In a filing today issued in response to an unusual market activity (UMA) query by Bursa Securities, the group said it is also not aware of any rumour, report or any possible explanation for the UMA.  

“The company is exploring to undertake a fundraising exercise to be finalised in due course. 

“Save as disclosed, there is no corporate development relating to the group’s business and affairs that has not been previously announced that may account for the UMA including those in the stage of negotiation/discussion,” Macpie said.  

Yesterday, Bursa issued the UMA query after Macpie’s share price surged as much as 6.4% to touch a high of 66.5 sen, before paring gains to close at 60 sen.  

Year-to-date, the counter has gained 289% since its closing of 13.5 sen at the end of 2019.  

Today, Macpie closed 7.5 sen or 12.5% lower at 52.5 sen, giving a market capitalisation of RM185.48 million.  

The group was previously issued another UMA query on Sept 14, and in reply said its largest shareholder Ng Chee Heng had disposed of 86.71 million shares or a 24.54% on Sept 11.  

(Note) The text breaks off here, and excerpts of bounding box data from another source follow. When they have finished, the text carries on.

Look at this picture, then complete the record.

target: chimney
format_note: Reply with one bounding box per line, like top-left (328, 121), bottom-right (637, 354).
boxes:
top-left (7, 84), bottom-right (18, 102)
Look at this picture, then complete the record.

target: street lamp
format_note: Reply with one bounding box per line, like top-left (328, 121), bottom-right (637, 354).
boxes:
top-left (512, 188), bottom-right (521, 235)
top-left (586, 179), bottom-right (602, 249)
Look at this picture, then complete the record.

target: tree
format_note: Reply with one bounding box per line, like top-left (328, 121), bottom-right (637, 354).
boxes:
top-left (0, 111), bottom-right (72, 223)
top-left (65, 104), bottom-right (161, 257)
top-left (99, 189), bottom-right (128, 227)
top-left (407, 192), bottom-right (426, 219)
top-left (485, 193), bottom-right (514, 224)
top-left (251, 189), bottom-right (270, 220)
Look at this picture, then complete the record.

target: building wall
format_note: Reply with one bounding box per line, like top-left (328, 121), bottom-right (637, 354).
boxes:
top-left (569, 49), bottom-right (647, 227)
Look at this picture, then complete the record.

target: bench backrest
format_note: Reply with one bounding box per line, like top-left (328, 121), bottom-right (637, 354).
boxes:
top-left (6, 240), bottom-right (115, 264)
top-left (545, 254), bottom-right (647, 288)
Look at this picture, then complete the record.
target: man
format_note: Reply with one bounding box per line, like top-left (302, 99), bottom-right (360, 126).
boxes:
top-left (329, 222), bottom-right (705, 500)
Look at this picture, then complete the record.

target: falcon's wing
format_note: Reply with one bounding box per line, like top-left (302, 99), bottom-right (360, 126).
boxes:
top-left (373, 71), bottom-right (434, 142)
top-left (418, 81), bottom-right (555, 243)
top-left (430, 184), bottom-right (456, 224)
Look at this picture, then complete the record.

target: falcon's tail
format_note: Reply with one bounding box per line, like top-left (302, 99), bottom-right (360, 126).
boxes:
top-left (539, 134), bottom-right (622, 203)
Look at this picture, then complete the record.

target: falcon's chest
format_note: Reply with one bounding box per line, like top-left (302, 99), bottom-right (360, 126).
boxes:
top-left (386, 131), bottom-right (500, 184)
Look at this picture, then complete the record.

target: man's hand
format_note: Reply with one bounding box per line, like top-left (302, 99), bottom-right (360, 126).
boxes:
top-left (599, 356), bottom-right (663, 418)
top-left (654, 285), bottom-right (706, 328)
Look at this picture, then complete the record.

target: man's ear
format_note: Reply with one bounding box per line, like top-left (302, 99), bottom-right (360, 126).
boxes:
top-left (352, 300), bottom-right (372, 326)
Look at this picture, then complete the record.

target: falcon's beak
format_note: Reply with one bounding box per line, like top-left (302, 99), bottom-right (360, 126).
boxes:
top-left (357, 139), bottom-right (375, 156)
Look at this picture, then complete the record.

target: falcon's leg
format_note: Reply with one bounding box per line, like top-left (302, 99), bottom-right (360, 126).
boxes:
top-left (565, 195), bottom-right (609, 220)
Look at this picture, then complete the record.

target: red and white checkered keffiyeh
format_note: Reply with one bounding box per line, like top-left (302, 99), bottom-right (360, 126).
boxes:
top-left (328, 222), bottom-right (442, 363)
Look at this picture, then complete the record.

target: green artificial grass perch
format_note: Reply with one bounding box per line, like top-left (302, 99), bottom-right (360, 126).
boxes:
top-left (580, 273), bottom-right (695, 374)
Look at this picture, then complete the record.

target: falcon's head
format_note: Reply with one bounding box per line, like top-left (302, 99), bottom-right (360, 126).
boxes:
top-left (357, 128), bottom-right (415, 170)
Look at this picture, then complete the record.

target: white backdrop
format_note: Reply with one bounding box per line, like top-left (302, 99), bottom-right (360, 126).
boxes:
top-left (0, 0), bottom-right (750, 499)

The disposal was done through his private vehicle, SEG Capital Intelligence Sdn Bhd, in the open market for 33 sen a piece.  

Subsequently, XOX Bhd emerged as a new substantial shareholder of Macpie, after acquiring a 5.66% stake or 20 million shares in the group in the open market on Oct 2. XOX said it indirectly owns a 9.16% stake or 32.36 million shares in Macpie through its Hong Kong-based subsidiary XOX (Hong Kong) Ltd. 

Macpie, which has been in the red since 2014, is involved in retail and distribution management, as well as event management. 

The group saw its net loss widen to RM8.14 million for the financial year ended June 30, 2020, from RM2.77 million for the previous year, as revenue fell 24.1% to RM64.93 million from RM85.6 million.  

The larger net loss, the group said, was mainly due to losses from its event management segment and higher impairment losses due to the adverse impact of the Covid-19 pandemic.